In 1984, 230 acres of Asbury Park were deemed “blighted” under New Jersey state law and two years later, redevelopment rights to the city's Prime Renewal Area were sold to Carabetta/Vaccaro Developers. Its keystone project, the Ocean Mile Condominium Tower, was never completed due to its bankruptcy in 1992. The building's concrete-and-steel shell still blocks off several lanes of Ocean Avenue.
Asbury Partners bought the tax liens and redevelopment rights to the Prime Renewal Area in 2001, paying Carabetta/Vaccaro $6.5 million and for $7.5 million, respectively, for them. It has worked with the city since then to create a site master plan by architectural firms Ehrenkrantz Eckstut & Kuhn and Clarke Caton Hintz. The community endorsed the plan in June 2002. The city is providing 50 percent tax abatements over the course of nine years, as well as purchase credits worth $4 million. Even Carabetta/Vaccaro's Ocean Mile Condominium Tower will be completed, says Fishman — albeit with a new design.
What could help this ambitious revitalization project succeed is the economic momentum that gentrification has already created. Savvy professionals from New York — many of them same-sex couples — have snatched up the dilapidated houses that are a few minutes' walk from the Atlantic Ocean. Three-bedroom houses, for example, now sell for upwards of $200,000, more than triple their value five years ago.
“The trend toward revitalization was addressed by that part of the population, and that made us interested in Asbury,” says Fishman. Some of the new homeowners, however, are concerned about the commercialization of their neighborhood.
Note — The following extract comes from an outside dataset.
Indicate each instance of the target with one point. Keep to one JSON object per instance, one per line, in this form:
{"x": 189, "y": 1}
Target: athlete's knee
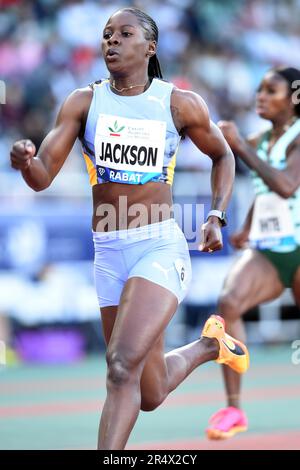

And while long-time residents may find that the redevelopment provides new construction and service jobs, the $250,000 price tags for apartments won't do them much good.
Retail and entertainment development may also help Asbury Park draw patrons from neighboring communities who now avoid the town. “Deal, Ocean Grove and Belmar certainly attract families, so I think that, with this revitalization, there's going to be a waning fear of the area, which will make it more appealing to them,” says Alex Dambach, a New Jersey planner.
In fact, if successful, the redevelopment of Asbury Park's ocean front may transform the city's demographics. “It will bring tourism, economic development and, ultimately, visitors who will make Asbury Park their home,” says Fishman.
Nobody associated with the project, however, is predicting instantaneous success. “Cities aren't formed — or reformed — overnight, and sometimes they develop independently of design intent,” says a planning consultant to the city. “It will be many years before this rock'n'roll entertainment Mecca is realized, and who knows what would happen in the interim?”